State officials reported that emissions dropped to 429 million metric tons in 2016, a figure slightly lower than the 431 million metric tons produced in 1990. That means California has already beat its 2020 goal, which is roughly the equivalent of taking 12 million cars off the road.
“California set the toughest emissions targets in the nation, tracked progress, and delivered results,” Governor Jerry Brown said in a statement. “The next step is for California to cut emissions below 1990 levels by 2030 — a heroic and very ambitious goal.”
The California Air Resources Board additionally reported a 13 percent reduction in carbon pollution since the state’s 2004 peak, even as the economy grew by 26 percent. The state currently boasts a “carbon intensity” — meaning the amount of carbon pollution emitted per $1 million of gross state product — that’s half the national average.
“In California we see the impacts of climate change all around us, but our efforts to curb its worst impacts are on track,” CARB Chair Mary D. Nichols said in the statement. “This is great news for the health of Californians, the state’s environment and its economy, even as we face the failure of our national leadership to address climate change.”
Renewable energy played a key role in this achievement, since the biggest emissions reductions were in the electricity sector. Solar power alone grew 33 percent, while natural gas, a “clean” energy source that is nevertheless derived from fossil fuels, dropped by over 15 percent.
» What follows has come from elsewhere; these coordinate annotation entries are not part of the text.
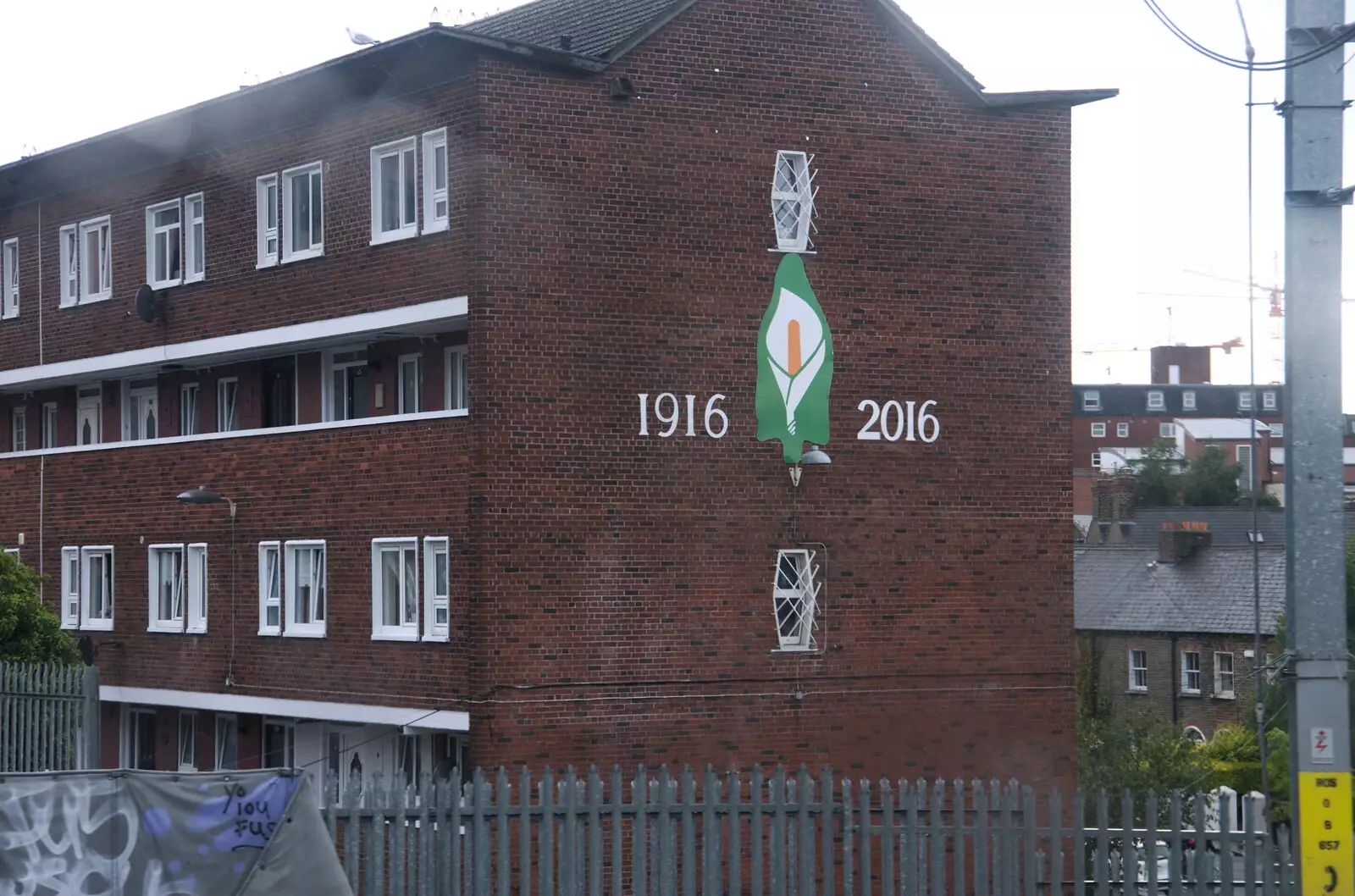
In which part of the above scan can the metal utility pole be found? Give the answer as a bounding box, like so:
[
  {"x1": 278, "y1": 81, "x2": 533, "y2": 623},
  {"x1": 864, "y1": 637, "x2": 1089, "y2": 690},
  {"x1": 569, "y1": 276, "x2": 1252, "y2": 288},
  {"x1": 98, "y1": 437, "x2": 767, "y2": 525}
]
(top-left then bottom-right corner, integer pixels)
[{"x1": 1284, "y1": 0, "x2": 1355, "y2": 896}]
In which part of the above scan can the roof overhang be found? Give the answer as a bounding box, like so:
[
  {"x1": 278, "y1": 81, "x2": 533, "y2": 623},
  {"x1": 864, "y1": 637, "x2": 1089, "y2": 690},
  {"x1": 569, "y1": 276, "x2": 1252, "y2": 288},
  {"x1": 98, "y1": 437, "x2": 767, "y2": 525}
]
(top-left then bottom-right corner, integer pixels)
[{"x1": 0, "y1": 296, "x2": 467, "y2": 393}]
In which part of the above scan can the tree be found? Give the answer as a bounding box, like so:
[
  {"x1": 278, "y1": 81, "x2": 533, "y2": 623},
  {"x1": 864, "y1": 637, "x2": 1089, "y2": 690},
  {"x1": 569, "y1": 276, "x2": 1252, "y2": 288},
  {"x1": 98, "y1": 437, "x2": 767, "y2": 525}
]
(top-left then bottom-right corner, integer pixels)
[
  {"x1": 1129, "y1": 440, "x2": 1186, "y2": 507},
  {"x1": 0, "y1": 553, "x2": 80, "y2": 663}
]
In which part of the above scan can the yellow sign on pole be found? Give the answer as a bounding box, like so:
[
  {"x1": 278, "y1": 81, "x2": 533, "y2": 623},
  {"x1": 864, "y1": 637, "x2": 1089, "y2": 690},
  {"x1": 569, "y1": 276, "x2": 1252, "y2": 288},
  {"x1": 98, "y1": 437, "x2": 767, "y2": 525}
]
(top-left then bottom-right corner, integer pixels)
[{"x1": 1298, "y1": 772, "x2": 1355, "y2": 896}]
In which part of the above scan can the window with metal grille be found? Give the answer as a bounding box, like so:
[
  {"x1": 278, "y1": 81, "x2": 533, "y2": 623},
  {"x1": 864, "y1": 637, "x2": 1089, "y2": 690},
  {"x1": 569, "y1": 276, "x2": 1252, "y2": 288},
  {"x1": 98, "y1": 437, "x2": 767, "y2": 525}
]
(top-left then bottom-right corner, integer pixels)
[{"x1": 772, "y1": 548, "x2": 822, "y2": 650}]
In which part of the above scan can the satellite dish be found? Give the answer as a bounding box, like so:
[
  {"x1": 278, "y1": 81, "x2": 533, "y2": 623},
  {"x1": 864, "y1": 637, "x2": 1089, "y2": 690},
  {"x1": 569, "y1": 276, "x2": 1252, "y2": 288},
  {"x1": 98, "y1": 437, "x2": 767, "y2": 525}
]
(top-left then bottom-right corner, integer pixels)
[{"x1": 137, "y1": 284, "x2": 160, "y2": 324}]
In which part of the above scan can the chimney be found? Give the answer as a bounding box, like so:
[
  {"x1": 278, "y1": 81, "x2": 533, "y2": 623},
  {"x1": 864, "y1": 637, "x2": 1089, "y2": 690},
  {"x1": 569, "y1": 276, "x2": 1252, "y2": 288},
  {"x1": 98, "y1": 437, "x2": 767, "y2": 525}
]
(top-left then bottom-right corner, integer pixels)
[{"x1": 1157, "y1": 522, "x2": 1214, "y2": 562}]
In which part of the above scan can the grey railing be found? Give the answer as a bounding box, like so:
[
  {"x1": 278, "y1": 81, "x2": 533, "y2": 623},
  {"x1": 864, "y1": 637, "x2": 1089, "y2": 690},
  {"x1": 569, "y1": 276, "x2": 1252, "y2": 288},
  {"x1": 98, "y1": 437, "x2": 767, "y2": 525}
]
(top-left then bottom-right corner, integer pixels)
[
  {"x1": 325, "y1": 769, "x2": 1296, "y2": 896},
  {"x1": 0, "y1": 663, "x2": 99, "y2": 772}
]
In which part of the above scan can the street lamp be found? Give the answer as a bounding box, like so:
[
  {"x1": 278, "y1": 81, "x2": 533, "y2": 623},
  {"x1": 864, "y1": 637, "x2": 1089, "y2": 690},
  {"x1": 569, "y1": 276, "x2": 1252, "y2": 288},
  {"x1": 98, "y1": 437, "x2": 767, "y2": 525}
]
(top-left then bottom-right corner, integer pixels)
[{"x1": 179, "y1": 485, "x2": 240, "y2": 688}]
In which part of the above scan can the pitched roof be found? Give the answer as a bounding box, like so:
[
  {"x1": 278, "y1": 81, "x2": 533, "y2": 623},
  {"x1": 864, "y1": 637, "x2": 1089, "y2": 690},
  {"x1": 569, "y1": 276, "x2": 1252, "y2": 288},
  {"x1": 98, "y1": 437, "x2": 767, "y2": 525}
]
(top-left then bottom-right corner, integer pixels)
[{"x1": 1073, "y1": 548, "x2": 1285, "y2": 634}]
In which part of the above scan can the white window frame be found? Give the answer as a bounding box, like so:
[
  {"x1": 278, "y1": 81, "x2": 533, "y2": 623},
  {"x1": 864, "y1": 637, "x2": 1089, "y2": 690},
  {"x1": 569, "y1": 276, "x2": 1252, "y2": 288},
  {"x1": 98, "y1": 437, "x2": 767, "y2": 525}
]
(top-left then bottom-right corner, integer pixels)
[
  {"x1": 174, "y1": 709, "x2": 198, "y2": 772},
  {"x1": 1214, "y1": 650, "x2": 1237, "y2": 700},
  {"x1": 217, "y1": 377, "x2": 240, "y2": 433},
  {"x1": 42, "y1": 401, "x2": 59, "y2": 447},
  {"x1": 282, "y1": 539, "x2": 329, "y2": 637},
  {"x1": 423, "y1": 127, "x2": 451, "y2": 233},
  {"x1": 255, "y1": 174, "x2": 282, "y2": 270},
  {"x1": 147, "y1": 544, "x2": 188, "y2": 632},
  {"x1": 212, "y1": 713, "x2": 240, "y2": 772},
  {"x1": 423, "y1": 537, "x2": 451, "y2": 641},
  {"x1": 1129, "y1": 646, "x2": 1148, "y2": 694},
  {"x1": 76, "y1": 214, "x2": 113, "y2": 305},
  {"x1": 395, "y1": 354, "x2": 424, "y2": 413},
  {"x1": 80, "y1": 545, "x2": 117, "y2": 632},
  {"x1": 282, "y1": 161, "x2": 325, "y2": 264},
  {"x1": 57, "y1": 224, "x2": 80, "y2": 307},
  {"x1": 442, "y1": 346, "x2": 470, "y2": 411},
  {"x1": 0, "y1": 236, "x2": 19, "y2": 320},
  {"x1": 9, "y1": 404, "x2": 29, "y2": 451},
  {"x1": 183, "y1": 192, "x2": 207, "y2": 284},
  {"x1": 1181, "y1": 650, "x2": 1201, "y2": 694},
  {"x1": 147, "y1": 199, "x2": 185, "y2": 289},
  {"x1": 772, "y1": 548, "x2": 822, "y2": 650},
  {"x1": 122, "y1": 379, "x2": 161, "y2": 442},
  {"x1": 371, "y1": 538, "x2": 420, "y2": 641},
  {"x1": 179, "y1": 382, "x2": 202, "y2": 435},
  {"x1": 771, "y1": 149, "x2": 815, "y2": 252},
  {"x1": 371, "y1": 137, "x2": 418, "y2": 246},
  {"x1": 183, "y1": 542, "x2": 207, "y2": 634},
  {"x1": 259, "y1": 541, "x2": 283, "y2": 636}
]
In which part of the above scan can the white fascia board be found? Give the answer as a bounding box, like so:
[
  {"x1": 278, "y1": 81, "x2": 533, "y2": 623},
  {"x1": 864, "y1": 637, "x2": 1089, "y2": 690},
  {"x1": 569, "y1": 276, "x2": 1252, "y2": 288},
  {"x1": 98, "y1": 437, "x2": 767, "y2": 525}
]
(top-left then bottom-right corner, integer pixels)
[
  {"x1": 0, "y1": 296, "x2": 467, "y2": 392},
  {"x1": 99, "y1": 684, "x2": 470, "y2": 732}
]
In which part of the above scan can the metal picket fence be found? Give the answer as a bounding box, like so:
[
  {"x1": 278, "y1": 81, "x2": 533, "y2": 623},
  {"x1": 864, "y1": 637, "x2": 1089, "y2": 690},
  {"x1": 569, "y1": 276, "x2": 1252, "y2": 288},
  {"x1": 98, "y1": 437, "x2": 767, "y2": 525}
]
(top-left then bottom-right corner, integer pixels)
[
  {"x1": 325, "y1": 769, "x2": 1296, "y2": 896},
  {"x1": 0, "y1": 663, "x2": 99, "y2": 772}
]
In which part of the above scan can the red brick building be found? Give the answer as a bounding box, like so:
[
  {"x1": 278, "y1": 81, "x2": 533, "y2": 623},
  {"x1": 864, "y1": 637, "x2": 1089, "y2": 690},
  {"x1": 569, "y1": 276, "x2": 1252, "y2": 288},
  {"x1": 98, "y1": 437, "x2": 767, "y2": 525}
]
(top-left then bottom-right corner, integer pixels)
[{"x1": 0, "y1": 0, "x2": 1113, "y2": 785}]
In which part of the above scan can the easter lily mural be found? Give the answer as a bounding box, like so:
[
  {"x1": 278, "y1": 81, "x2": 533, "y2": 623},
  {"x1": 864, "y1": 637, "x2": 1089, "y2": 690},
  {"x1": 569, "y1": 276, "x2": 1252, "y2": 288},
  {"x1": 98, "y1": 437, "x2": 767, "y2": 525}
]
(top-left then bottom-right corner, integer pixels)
[{"x1": 757, "y1": 255, "x2": 833, "y2": 463}]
Moving forward, California’s biggest challenge will be chipping away at its transportation emissions. This sector represents the state’s largest source of greenhouse gases, and its emissions actually grew by 2 percent in 2016, due to increased fuel consumption. But, the report counters, California also saw a record rise in biofuels. State residents pumped 1.5 billion gallons of biodiesel, ethanol, and renewable diesel into their cars, preventing 14 million metric tons of carbon dioxide from entering the California atmosphere.
The 2030 target will require California to cut its emissions an additional 40 percent below 1990 levels, a goal that the state is calling “the most ambitious carbon goal in North America.” But state officials seem optimistic about hitting, and so do observers.
“The world is watching as California sets the way forward,” Alex Jackson, a senior attorney with the National Resources Defense Council, told the AP. Hopefully, more states will follow their lead.